With the passage of SB 931, which went into effect on January 1, 2011, a borrower that comes within
the language of the statute no longer needs to worry that he or she will be sued by the lender for the
difference between the loan balance and the sales price received by the lender.
It should be noted, however, that this anti - deficiency protection is afforded only to a loan secured by
a first trust deed. Furthermore, it applies only to a single family residence which the statute defines as
" a dwelling of not more than four units."

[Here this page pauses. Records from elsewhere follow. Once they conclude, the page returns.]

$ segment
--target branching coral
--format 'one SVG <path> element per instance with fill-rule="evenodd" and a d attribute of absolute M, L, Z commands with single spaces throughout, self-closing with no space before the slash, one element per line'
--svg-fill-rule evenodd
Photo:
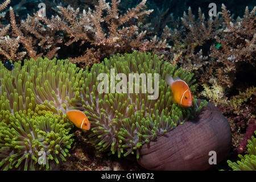
<path fill-rule="evenodd" d="M 207 104 L 202 102 L 199 108 L 195 99 L 192 110 L 174 104 L 170 88 L 164 81 L 166 74 L 183 79 L 192 91 L 196 86 L 192 85 L 195 81 L 192 79 L 193 75 L 184 72 L 182 69 L 177 69 L 176 65 L 159 60 L 156 55 L 137 52 L 124 56 L 117 55 L 110 60 L 105 59 L 104 63 L 94 64 L 90 72 L 88 69 L 83 73 L 84 83 L 81 88 L 82 107 L 91 122 L 92 130 L 88 136 L 100 151 L 111 150 L 112 154 L 117 152 L 118 157 L 121 154 L 125 156 L 134 154 L 134 150 L 137 158 L 139 158 L 142 144 L 182 124 Z M 110 75 L 113 74 L 111 69 L 114 69 L 114 75 Z M 150 100 L 148 92 L 142 92 L 141 79 L 139 82 L 134 83 L 133 81 L 133 89 L 135 84 L 140 85 L 138 93 L 126 90 L 127 85 L 122 86 L 122 93 L 98 92 L 100 81 L 96 79 L 97 75 L 107 74 L 108 77 L 104 78 L 106 80 L 104 81 L 109 81 L 110 76 L 115 77 L 121 73 L 124 74 L 122 75 L 122 79 L 125 76 L 128 77 L 129 74 L 133 73 L 137 73 L 138 76 L 143 73 L 159 74 L 159 78 L 153 79 L 154 82 L 158 79 L 159 81 L 159 95 L 157 100 Z M 119 78 L 120 80 L 121 77 Z M 104 89 L 110 89 L 113 84 L 111 81 L 108 85 L 104 84 Z M 115 84 L 121 86 L 117 81 Z M 147 90 L 150 90 L 148 88 Z"/>
<path fill-rule="evenodd" d="M 69 156 L 72 124 L 28 109 L 0 123 L 0 169 L 52 169 Z"/>
<path fill-rule="evenodd" d="M 166 60 L 194 72 L 200 83 L 214 84 L 217 78 L 218 85 L 230 87 L 242 63 L 255 67 L 256 7 L 251 12 L 246 7 L 237 20 L 224 5 L 222 9 L 207 20 L 200 9 L 197 19 L 189 9 L 182 21 L 172 20 L 171 27 L 164 28 L 161 39 L 172 46 L 171 53 L 164 53 Z"/>
<path fill-rule="evenodd" d="M 256 134 L 256 131 L 254 131 Z M 238 154 L 238 157 L 241 160 L 236 162 L 232 162 L 228 160 L 229 167 L 234 171 L 255 171 L 256 170 L 256 138 L 254 136 L 251 140 L 248 140 L 247 145 L 249 154 L 242 156 Z"/>
<path fill-rule="evenodd" d="M 65 53 L 68 46 L 73 50 L 67 55 L 69 60 L 81 63 L 83 67 L 117 52 L 131 52 L 135 49 L 157 52 L 168 47 L 165 40 L 156 36 L 148 38 L 146 31 L 141 28 L 142 18 L 152 11 L 145 10 L 146 0 L 123 15 L 118 9 L 119 2 L 113 0 L 110 6 L 105 0 L 100 0 L 93 10 L 89 8 L 82 13 L 79 8 L 60 6 L 57 6 L 60 16 L 52 15 L 48 19 L 36 13 L 34 16 L 28 15 L 20 25 L 16 23 L 11 7 L 11 27 L 23 46 L 21 49 L 27 52 L 25 57 L 36 59 L 43 55 L 51 59 L 60 56 L 58 52 Z M 6 57 L 6 54 L 2 54 Z M 70 56 L 73 55 L 77 57 Z"/>

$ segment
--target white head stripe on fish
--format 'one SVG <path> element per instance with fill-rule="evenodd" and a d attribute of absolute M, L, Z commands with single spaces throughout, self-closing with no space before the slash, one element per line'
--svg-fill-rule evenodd
<path fill-rule="evenodd" d="M 186 91 L 185 91 L 185 92 L 183 93 L 183 94 L 182 95 L 182 97 L 181 97 L 181 99 L 180 100 L 180 105 L 181 105 L 182 99 L 183 98 L 183 97 L 184 97 L 184 95 L 185 94 L 185 93 L 186 93 L 186 92 L 188 91 L 188 89 L 187 89 Z"/>
<path fill-rule="evenodd" d="M 85 117 L 84 117 L 84 120 L 82 120 L 82 124 L 81 124 L 81 129 L 82 129 L 82 124 L 84 124 L 84 119 L 85 119 Z"/>

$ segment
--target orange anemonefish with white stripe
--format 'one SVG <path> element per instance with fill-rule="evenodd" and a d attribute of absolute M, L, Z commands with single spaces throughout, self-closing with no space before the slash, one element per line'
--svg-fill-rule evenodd
<path fill-rule="evenodd" d="M 171 86 L 175 102 L 183 107 L 192 106 L 194 97 L 191 94 L 189 87 L 185 81 L 179 78 L 174 80 L 169 75 L 166 76 L 166 81 Z"/>
<path fill-rule="evenodd" d="M 68 119 L 74 125 L 84 130 L 89 130 L 90 127 L 90 123 L 89 122 L 86 115 L 80 110 L 70 110 L 67 113 Z"/>

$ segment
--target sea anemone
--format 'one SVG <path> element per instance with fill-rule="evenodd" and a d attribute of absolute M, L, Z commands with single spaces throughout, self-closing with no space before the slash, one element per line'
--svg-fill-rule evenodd
<path fill-rule="evenodd" d="M 67 60 L 45 58 L 14 63 L 10 71 L 0 63 L 0 121 L 3 112 L 48 110 L 63 115 L 75 105 L 82 71 Z"/>
<path fill-rule="evenodd" d="M 101 86 L 101 81 L 98 80 L 101 73 L 108 75 L 102 81 L 104 84 Z M 143 92 L 146 85 L 142 84 L 142 76 L 139 82 L 134 82 L 133 80 L 133 86 L 130 86 L 135 92 L 136 85 L 139 85 L 139 90 L 137 90 L 139 92 L 137 93 L 130 92 L 129 84 L 123 85 L 122 81 L 129 73 L 137 73 L 138 77 L 141 73 L 152 74 L 150 79 L 155 90 L 158 89 L 156 86 L 159 86 L 156 99 L 148 97 L 148 87 Z M 207 102 L 202 102 L 198 107 L 195 99 L 192 107 L 187 109 L 173 103 L 170 87 L 164 81 L 167 73 L 183 79 L 192 91 L 195 90 L 193 83 L 195 80 L 192 80 L 193 74 L 184 72 L 181 68 L 177 69 L 177 65 L 160 60 L 156 55 L 151 53 L 134 52 L 123 56 L 118 54 L 109 60 L 105 59 L 100 64 L 94 64 L 90 72 L 87 68 L 83 72 L 84 82 L 81 88 L 81 97 L 85 113 L 91 122 L 92 130 L 86 134 L 91 143 L 100 151 L 111 151 L 112 154 L 117 152 L 118 157 L 122 154 L 124 156 L 133 154 L 135 151 L 137 158 L 139 158 L 142 145 L 195 116 Z M 154 74 L 158 74 L 159 77 L 155 77 Z M 148 80 L 149 75 L 147 76 L 148 84 L 151 80 Z M 115 78 L 114 82 L 112 77 Z M 110 78 L 109 84 L 108 78 Z M 158 85 L 155 84 L 156 82 Z M 98 91 L 101 86 L 105 91 L 112 92 L 113 85 L 119 87 L 122 92 Z"/>
<path fill-rule="evenodd" d="M 256 134 L 256 131 L 254 131 Z M 228 160 L 229 166 L 234 171 L 255 171 L 256 170 L 256 138 L 254 136 L 251 136 L 251 140 L 248 140 L 247 149 L 249 154 L 242 156 L 238 154 L 238 157 L 241 160 L 237 162 L 232 162 L 230 160 Z"/>
<path fill-rule="evenodd" d="M 23 65 L 22 67 L 22 63 Z M 0 63 L 0 168 L 52 169 L 65 160 L 73 139 L 66 110 L 79 101 L 81 72 L 67 60 L 38 58 Z M 45 165 L 37 163 L 45 152 Z"/>
<path fill-rule="evenodd" d="M 0 123 L 0 169 L 56 169 L 70 156 L 73 125 L 59 114 L 39 115 L 28 109 Z"/>

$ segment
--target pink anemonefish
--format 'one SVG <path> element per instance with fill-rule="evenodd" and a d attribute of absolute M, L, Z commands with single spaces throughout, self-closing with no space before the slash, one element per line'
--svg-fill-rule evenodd
<path fill-rule="evenodd" d="M 192 106 L 194 97 L 191 94 L 189 87 L 185 81 L 179 78 L 174 80 L 169 75 L 166 76 L 166 81 L 171 86 L 175 102 L 183 107 Z"/>
<path fill-rule="evenodd" d="M 80 110 L 70 110 L 67 113 L 67 115 L 76 127 L 84 130 L 90 130 L 90 123 L 83 112 Z"/>

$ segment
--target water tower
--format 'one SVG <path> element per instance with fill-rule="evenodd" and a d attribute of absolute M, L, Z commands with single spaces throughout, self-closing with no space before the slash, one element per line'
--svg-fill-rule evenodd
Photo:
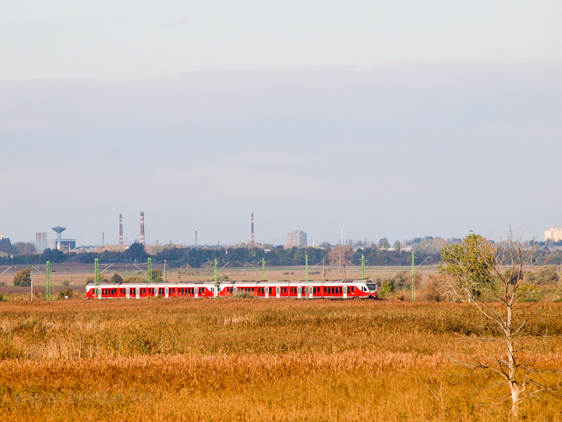
<path fill-rule="evenodd" d="M 65 230 L 66 230 L 66 227 L 61 227 L 60 226 L 57 226 L 56 227 L 53 227 L 53 230 L 57 232 L 57 249 L 60 250 L 60 247 L 63 245 L 63 241 L 60 238 L 60 234 L 63 233 Z"/>

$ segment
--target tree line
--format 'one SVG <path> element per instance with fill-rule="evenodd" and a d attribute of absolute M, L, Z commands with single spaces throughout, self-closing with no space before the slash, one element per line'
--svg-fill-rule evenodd
<path fill-rule="evenodd" d="M 286 248 L 277 246 L 266 250 L 261 248 L 228 248 L 223 249 L 195 249 L 192 248 L 166 248 L 154 255 L 147 253 L 140 243 L 133 243 L 129 249 L 122 252 L 105 250 L 102 252 L 63 253 L 58 250 L 45 249 L 37 255 L 15 255 L 13 257 L 0 257 L 0 264 L 41 264 L 46 261 L 64 262 L 72 260 L 74 262 L 93 262 L 98 258 L 100 263 L 112 262 L 144 262 L 149 257 L 155 262 L 168 261 L 170 267 L 185 267 L 192 268 L 204 266 L 215 258 L 221 265 L 227 263 L 233 267 L 242 267 L 247 262 L 255 264 L 265 259 L 268 265 L 292 266 L 303 265 L 306 255 L 308 256 L 311 265 L 321 264 L 336 264 L 332 250 L 341 248 L 346 250 L 342 265 L 359 265 L 361 255 L 365 255 L 367 265 L 411 265 L 412 254 L 403 250 L 388 250 L 379 249 L 377 246 L 352 249 L 351 246 L 339 245 L 332 248 L 296 247 Z M 416 262 L 424 262 L 425 264 L 436 264 L 439 262 L 440 255 L 423 251 L 416 252 Z"/>

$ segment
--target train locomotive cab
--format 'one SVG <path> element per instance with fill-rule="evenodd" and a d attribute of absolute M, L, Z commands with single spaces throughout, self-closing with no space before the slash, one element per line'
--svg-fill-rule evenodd
<path fill-rule="evenodd" d="M 369 280 L 367 282 L 367 290 L 369 290 L 369 297 L 377 299 L 377 283 Z"/>

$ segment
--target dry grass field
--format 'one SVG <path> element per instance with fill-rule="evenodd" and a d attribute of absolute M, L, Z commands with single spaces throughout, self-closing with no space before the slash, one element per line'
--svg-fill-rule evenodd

There are certain limitations to this anti - deficiency consumer protection statute. The first and most
important limitation is that it does not apply to junior liens. Thus, the holder of a note secured by a
second trust deed would still retain the right to sue for the non - payment of the note. Another
limitation is that it applies only to human borrowers not corporations. Interesting, however, there is no
requirement that the human borrower be an owner occupant. Finally, this statute does not apply when
the borrower commits either fraud.
While this statute, on its face, may be a boon to short sales in that it insulates the homeowner from
deficiencies in connection with a sale for less than the balance of the loan, there is a potential that
this recent enactment will have a chilling effect on short sales because note holders, who can no
longer sue for a deficiency, will likely require higher payoffs to offset the potential recovery that they
formerly had when deficiencies were possible.